The Loneliness Project

the disease By megan Grace

The heavens pour and shatter

Cold, biting and glacial.

Minute droplets that batter:

They are tears from the angels.



Encircling me is beatitude:

Fresh apples on the tree,

But here I am alone,

Like I am thrown under the sea.



Discarded are the blissful childhood retrospectives.

Replaced with those of affliction and anxiety.
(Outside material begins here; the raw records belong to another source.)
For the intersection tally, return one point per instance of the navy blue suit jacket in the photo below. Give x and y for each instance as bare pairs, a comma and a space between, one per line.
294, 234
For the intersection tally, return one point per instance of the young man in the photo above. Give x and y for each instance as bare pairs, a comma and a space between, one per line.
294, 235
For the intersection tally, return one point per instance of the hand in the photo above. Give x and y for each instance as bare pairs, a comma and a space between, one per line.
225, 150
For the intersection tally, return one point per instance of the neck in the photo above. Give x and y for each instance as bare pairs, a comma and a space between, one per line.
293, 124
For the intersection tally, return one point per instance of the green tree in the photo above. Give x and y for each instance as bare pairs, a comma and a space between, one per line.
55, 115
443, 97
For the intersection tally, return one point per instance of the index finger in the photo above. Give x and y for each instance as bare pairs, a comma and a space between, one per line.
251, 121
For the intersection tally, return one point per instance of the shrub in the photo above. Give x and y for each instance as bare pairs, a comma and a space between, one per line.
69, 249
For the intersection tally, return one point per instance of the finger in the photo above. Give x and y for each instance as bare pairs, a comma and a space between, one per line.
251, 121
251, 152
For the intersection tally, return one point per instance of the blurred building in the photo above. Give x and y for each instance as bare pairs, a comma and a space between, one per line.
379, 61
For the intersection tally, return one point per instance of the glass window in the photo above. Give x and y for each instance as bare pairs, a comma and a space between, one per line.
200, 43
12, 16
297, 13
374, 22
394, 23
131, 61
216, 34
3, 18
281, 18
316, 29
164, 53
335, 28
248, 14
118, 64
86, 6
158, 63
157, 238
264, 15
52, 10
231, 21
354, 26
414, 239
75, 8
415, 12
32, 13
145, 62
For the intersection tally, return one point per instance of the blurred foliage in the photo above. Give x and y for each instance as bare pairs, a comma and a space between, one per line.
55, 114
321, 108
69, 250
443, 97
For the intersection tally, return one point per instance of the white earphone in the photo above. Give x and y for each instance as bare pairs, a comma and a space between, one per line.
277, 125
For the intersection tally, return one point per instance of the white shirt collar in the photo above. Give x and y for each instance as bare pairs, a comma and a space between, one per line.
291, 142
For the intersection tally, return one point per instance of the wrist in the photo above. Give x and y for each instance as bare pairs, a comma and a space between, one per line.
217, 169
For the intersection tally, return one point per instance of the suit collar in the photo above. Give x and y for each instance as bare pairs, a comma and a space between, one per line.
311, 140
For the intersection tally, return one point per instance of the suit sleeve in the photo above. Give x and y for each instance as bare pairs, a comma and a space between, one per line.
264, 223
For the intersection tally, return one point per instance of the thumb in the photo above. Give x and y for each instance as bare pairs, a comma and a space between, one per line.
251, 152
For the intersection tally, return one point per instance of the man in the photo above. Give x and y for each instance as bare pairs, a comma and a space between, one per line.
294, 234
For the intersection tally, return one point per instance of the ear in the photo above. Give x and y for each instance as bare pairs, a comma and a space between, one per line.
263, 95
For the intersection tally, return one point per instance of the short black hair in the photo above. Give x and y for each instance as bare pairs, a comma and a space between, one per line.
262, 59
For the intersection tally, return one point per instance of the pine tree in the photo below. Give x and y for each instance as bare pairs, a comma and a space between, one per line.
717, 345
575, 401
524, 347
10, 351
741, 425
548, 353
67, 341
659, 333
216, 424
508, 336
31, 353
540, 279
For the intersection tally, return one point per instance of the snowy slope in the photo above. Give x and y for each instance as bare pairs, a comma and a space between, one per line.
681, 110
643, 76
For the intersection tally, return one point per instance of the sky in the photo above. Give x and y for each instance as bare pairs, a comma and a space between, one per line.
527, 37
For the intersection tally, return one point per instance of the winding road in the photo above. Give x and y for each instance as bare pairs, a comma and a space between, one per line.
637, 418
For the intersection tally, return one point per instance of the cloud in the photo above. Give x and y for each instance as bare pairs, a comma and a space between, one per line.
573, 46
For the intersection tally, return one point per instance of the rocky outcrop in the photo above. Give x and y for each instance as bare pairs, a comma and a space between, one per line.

Overcome with red self-laceration

From the blade of today’s society.



The monsters residing in my head:

Parasites controlling my deepest mind;

Dominant Dictators in a war,

Deaf, dying and blind.



This falling liquid, seen as bothersome,

But for the isolated one;

It is a pathetic excuse to be touched,

When no other affection is witnessed or done.



Lonesome I stand,

Thinking about the past:

Nostalgia, prosperity,

This perception doesn’t last.

The deluge washes away my optimism,

Realization transpires.

Alienation my only purpose,

My heartache, a raging fire.



I plunge into my pocket

And uncover the lustrous blade.

I pierce my ghostly flesh

But this time, the agony stays.



Existing is exhausting,

Slumber is no longer an escape,

The temptation to slaughter

Overcomes like a grim’s melanoid cape.



I cannot exist without accompany,

I slide it along my throat.

The ruby falls like a tap:

On the screams of strangers, I choke.



This disease is too strong.

My imitated smile, erroneous:

The end of mankind,

Will be this disease called loneliness.